The courtiers were all out at sea with the fleet and—though she would have enjoyed flaunting to them her triumph over the conditions which had once put her at their mercy—she had no real interest in anyone but Bruce. She was content waiting for him to return.
Most of the time she stayed at home, absorbed in being a mother. Her son had been taken away from her so soon, and she had seen him so infrequently since, that this baby was as much a novelty to her as if it were her first. She helped the dry-nurse bathe her, watched her while she fed and slept, rocked her cradle and sang songs and was fascinated by the smallest change she could discover in her size and weight and appearance. She was glad that she had had the baby, even if it had temporarily increased her waist-line by an inch or so, for it gave her something of Bruce’s which she could never lose. This child had a name, a dowry already secure and waiting, an enviable place of her own in the world.

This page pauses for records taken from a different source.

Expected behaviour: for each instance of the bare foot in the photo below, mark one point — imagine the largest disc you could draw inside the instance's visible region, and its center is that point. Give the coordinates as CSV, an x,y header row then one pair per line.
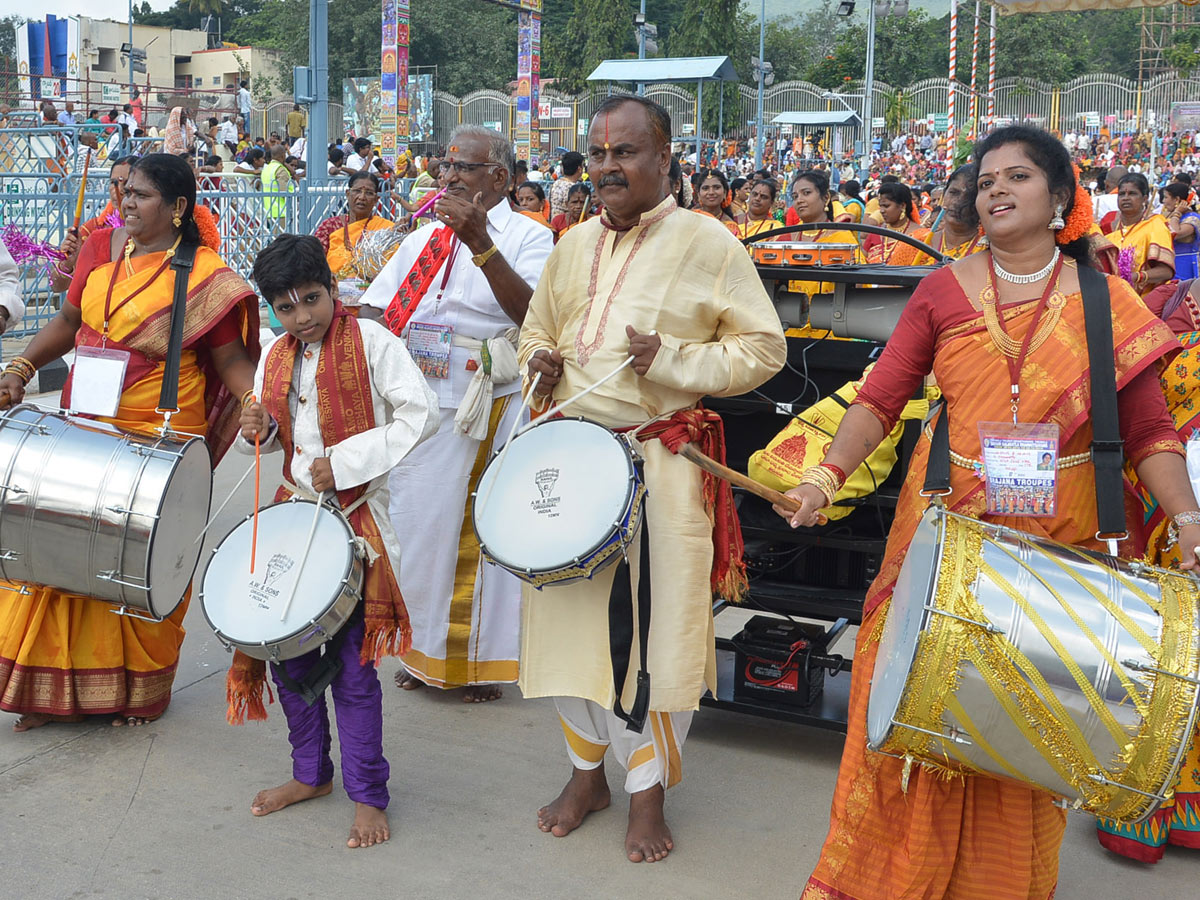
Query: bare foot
x,y
586,792
648,839
408,682
481,693
370,827
135,720
36,720
273,799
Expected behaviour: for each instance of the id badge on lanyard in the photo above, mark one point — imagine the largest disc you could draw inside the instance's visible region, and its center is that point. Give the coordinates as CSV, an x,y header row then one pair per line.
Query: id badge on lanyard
x,y
1020,468
97,381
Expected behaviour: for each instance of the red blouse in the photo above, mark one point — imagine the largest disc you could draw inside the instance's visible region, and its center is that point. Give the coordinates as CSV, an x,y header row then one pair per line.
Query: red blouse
x,y
939,304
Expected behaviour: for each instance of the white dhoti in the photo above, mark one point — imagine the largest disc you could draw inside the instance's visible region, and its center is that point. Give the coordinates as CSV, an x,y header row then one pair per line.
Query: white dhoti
x,y
466,612
652,757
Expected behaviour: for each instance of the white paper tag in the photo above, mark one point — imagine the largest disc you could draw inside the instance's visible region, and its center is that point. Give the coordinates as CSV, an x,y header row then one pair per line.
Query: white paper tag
x,y
97,379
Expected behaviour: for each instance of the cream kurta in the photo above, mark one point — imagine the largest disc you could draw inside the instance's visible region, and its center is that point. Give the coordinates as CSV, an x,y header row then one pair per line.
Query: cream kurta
x,y
406,413
687,277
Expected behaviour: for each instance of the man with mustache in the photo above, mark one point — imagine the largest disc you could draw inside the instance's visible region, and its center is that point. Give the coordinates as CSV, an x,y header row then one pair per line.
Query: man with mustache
x,y
457,291
678,293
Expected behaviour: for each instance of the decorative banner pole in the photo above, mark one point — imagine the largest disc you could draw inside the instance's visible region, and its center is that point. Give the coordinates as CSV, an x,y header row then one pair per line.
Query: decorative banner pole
x,y
975,70
991,72
954,63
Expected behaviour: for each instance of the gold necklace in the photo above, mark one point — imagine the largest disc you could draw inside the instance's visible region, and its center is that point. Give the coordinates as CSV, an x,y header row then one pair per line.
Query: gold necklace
x,y
129,253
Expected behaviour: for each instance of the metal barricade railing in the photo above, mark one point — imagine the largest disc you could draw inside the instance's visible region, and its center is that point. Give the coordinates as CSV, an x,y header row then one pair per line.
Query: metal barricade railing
x,y
42,207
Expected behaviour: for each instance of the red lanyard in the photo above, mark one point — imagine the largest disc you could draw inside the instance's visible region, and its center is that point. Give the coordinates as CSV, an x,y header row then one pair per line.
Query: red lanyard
x,y
1017,365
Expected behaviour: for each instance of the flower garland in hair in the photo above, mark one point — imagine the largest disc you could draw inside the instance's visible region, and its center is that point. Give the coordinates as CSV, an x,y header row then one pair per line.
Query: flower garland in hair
x,y
207,225
25,250
1079,221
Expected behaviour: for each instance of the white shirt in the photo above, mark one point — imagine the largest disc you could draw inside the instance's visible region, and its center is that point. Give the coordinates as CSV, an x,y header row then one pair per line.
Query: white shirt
x,y
468,304
406,413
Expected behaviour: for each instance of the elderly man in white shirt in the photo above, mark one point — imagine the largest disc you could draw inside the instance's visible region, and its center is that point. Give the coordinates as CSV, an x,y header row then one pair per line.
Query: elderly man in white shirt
x,y
451,287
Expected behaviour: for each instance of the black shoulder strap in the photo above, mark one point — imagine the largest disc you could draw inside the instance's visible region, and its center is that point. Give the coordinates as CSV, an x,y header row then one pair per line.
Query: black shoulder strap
x,y
937,469
1108,449
621,633
181,265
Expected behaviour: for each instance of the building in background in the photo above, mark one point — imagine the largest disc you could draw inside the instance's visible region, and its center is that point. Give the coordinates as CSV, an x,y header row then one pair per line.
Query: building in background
x,y
79,58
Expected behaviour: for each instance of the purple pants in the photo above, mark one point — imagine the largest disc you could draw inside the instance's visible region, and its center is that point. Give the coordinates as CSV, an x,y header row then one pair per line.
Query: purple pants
x,y
358,702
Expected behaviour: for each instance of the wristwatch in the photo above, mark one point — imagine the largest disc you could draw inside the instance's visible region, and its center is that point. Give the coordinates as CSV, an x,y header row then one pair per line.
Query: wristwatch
x,y
480,259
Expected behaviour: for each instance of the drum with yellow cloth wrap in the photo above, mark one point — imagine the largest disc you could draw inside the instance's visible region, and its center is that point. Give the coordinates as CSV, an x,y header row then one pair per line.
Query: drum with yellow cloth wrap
x,y
1026,659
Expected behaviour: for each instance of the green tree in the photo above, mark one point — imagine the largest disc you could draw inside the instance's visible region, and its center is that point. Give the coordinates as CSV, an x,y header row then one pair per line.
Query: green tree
x,y
597,30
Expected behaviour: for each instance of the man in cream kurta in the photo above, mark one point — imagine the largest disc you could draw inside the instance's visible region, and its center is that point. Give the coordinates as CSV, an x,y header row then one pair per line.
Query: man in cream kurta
x,y
466,613
678,293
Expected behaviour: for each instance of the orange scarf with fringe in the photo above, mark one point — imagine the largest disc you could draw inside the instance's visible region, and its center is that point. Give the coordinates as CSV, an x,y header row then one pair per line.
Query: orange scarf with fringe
x,y
345,408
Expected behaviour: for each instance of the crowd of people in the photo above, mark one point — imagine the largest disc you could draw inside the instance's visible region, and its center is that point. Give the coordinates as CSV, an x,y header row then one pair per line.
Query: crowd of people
x,y
621,277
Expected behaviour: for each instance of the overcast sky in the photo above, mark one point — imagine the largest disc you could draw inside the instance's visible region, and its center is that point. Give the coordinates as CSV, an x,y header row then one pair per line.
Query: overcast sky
x,y
117,10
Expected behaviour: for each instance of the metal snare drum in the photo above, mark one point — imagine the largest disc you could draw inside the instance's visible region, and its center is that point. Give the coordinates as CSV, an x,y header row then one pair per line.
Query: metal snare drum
x,y
561,505
89,509
1037,661
247,611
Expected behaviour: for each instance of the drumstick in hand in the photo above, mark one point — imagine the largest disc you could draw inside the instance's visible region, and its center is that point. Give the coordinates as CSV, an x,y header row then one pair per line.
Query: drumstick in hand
x,y
258,481
709,465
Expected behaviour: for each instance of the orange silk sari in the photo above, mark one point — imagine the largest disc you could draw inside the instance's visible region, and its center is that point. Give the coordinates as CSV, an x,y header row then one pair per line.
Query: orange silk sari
x,y
66,654
973,837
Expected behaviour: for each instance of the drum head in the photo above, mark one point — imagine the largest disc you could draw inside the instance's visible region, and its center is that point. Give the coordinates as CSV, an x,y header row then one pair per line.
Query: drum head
x,y
557,497
906,618
174,552
245,609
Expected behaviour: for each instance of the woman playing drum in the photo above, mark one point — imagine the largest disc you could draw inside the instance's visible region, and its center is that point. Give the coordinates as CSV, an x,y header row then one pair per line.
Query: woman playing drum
x,y
64,655
1008,316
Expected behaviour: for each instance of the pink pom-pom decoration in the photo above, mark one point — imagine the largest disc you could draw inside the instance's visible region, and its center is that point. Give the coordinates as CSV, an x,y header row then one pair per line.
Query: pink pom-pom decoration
x,y
27,251
1125,264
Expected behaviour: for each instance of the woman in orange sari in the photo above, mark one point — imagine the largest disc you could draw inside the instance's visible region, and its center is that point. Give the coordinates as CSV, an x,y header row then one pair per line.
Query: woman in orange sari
x,y
900,833
64,655
1144,241
899,214
959,235
341,235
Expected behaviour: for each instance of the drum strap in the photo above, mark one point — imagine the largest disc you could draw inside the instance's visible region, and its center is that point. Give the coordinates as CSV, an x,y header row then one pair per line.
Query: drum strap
x,y
181,265
621,633
1108,449
1108,455
318,678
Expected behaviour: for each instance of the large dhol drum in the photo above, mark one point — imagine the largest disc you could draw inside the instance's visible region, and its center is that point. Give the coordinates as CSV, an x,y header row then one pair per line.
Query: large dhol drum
x,y
89,509
1038,661
291,605
561,503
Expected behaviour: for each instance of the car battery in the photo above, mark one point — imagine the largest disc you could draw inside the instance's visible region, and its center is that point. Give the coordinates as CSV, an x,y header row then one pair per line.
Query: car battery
x,y
772,661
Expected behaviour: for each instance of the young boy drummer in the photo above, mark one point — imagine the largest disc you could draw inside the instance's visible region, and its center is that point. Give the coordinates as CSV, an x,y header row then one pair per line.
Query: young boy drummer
x,y
346,402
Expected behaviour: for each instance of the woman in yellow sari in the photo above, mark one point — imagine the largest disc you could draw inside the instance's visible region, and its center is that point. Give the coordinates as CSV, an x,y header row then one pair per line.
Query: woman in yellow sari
x,y
64,655
959,235
341,235
903,831
1144,241
899,214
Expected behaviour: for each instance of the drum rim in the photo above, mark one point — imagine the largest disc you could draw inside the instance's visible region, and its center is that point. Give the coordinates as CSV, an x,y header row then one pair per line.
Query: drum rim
x,y
185,447
631,495
345,580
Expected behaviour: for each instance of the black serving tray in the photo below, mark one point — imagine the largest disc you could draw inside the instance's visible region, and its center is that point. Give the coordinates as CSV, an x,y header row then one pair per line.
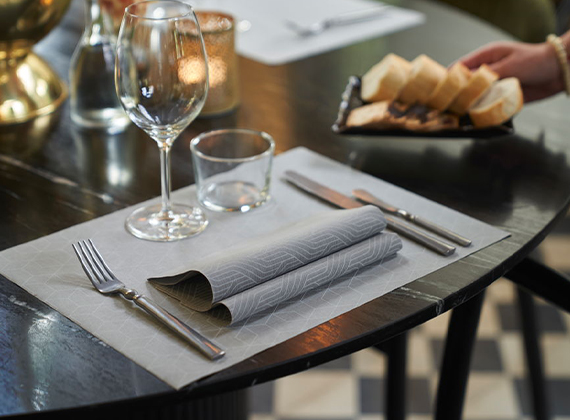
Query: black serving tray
x,y
351,99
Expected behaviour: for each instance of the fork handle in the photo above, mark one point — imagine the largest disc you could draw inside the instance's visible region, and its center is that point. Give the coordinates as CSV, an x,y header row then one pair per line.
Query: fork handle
x,y
192,336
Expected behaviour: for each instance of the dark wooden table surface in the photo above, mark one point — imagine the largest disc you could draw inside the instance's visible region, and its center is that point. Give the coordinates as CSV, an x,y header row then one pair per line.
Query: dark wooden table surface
x,y
53,176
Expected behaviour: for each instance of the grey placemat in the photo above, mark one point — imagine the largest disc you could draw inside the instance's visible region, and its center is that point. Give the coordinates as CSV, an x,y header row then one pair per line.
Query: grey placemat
x,y
48,269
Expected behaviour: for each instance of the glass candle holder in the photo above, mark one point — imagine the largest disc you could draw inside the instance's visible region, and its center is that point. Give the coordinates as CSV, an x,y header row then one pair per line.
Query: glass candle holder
x,y
219,38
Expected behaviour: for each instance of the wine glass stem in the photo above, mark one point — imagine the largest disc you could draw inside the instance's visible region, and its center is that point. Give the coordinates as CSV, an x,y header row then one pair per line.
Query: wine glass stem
x,y
165,178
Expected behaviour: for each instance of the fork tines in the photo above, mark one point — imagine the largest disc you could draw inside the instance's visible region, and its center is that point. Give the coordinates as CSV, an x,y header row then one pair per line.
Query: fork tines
x,y
92,262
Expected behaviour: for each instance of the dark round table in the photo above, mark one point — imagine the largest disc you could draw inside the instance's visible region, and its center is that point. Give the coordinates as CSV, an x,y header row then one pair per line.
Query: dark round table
x,y
52,177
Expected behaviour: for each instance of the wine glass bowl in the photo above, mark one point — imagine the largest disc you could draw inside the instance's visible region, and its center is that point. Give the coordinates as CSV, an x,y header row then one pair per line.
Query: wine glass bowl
x,y
161,76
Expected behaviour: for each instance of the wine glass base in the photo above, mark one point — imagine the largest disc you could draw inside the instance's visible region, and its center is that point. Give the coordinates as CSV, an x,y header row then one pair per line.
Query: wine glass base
x,y
152,224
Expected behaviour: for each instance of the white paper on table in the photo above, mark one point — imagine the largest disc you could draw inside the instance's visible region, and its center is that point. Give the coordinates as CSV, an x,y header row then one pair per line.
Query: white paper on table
x,y
269,41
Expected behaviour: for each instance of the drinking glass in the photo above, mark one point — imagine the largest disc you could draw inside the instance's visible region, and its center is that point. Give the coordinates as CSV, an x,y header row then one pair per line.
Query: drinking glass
x,y
161,76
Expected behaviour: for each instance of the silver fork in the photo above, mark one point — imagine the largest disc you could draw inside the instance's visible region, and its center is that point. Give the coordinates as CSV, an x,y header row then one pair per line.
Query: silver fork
x,y
347,18
105,282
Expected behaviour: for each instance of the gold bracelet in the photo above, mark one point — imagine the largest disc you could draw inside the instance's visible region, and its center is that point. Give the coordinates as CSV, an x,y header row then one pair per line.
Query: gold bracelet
x,y
558,46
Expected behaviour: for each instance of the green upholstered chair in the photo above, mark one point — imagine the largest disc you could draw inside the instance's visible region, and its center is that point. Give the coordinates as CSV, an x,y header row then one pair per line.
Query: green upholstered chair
x,y
527,20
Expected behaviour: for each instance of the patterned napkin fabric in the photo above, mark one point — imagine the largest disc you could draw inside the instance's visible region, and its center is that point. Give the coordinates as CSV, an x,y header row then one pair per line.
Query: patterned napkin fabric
x,y
262,273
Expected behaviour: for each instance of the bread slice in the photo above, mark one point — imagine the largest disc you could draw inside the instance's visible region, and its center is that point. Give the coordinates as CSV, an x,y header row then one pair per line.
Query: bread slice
x,y
480,81
385,80
501,102
424,77
447,90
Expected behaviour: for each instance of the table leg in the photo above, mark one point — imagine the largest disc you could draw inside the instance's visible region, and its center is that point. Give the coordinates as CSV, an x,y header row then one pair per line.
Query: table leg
x,y
531,336
396,351
459,344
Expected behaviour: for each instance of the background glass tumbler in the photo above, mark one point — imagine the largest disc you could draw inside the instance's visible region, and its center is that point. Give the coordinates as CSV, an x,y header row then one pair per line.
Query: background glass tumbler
x,y
219,38
232,168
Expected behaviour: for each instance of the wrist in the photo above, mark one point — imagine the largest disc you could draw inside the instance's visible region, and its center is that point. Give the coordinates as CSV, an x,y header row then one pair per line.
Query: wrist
x,y
559,48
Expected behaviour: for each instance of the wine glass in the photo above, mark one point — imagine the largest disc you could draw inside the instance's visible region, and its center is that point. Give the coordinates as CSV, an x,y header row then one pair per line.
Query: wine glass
x,y
161,76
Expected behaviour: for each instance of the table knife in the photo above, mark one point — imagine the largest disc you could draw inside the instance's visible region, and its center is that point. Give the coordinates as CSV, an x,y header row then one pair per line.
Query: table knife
x,y
368,198
345,202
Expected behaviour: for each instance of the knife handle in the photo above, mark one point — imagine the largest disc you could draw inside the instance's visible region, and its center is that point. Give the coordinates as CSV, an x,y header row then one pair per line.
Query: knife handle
x,y
420,237
441,231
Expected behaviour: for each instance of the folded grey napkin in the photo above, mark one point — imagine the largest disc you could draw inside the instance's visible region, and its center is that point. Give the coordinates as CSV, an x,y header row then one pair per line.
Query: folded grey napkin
x,y
262,273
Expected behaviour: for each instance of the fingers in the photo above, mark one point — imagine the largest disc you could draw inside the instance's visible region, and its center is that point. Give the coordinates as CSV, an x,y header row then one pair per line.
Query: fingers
x,y
489,54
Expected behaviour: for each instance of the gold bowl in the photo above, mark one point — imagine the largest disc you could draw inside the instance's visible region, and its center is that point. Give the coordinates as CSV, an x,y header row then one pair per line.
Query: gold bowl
x,y
28,86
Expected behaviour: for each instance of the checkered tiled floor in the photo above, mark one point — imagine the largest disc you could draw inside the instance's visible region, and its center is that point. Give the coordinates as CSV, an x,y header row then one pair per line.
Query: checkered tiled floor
x,y
352,387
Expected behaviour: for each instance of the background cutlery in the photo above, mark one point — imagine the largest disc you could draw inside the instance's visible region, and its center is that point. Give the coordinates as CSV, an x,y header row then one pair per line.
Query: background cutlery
x,y
347,18
343,201
366,197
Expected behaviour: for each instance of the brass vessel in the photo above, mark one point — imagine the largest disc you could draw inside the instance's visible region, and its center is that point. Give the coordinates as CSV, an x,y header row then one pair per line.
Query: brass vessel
x,y
28,86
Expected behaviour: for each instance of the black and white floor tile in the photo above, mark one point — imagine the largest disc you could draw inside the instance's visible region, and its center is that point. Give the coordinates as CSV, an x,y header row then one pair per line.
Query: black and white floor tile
x,y
351,388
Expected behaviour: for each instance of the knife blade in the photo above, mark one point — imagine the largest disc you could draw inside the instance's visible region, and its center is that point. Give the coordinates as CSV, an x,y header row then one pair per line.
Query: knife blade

Nan was almost as interested as her mistress. “I vow she’s the prettiest baby in London.”
Amber was insulted. “In London! What d’you mean? She’s the prettiest baby in England!”
One day she went to the New Exchange to do some unnecessary shopping, and happened to see Barbara Palmer. She was just leaving when a great gilt coach drove up in front and Castlemaine stepped out. Barbara’s eyes went over her clothes with interest, for though Amber was still dressed in mourning her cloak was lined with leopard-skins—which Samuel had bought for her from some African slave-trader—and she carried a leopard muff. But when her eyes got as far as Amber’s face and she saw who was wearing the costume she glanced quickly and haughtily away.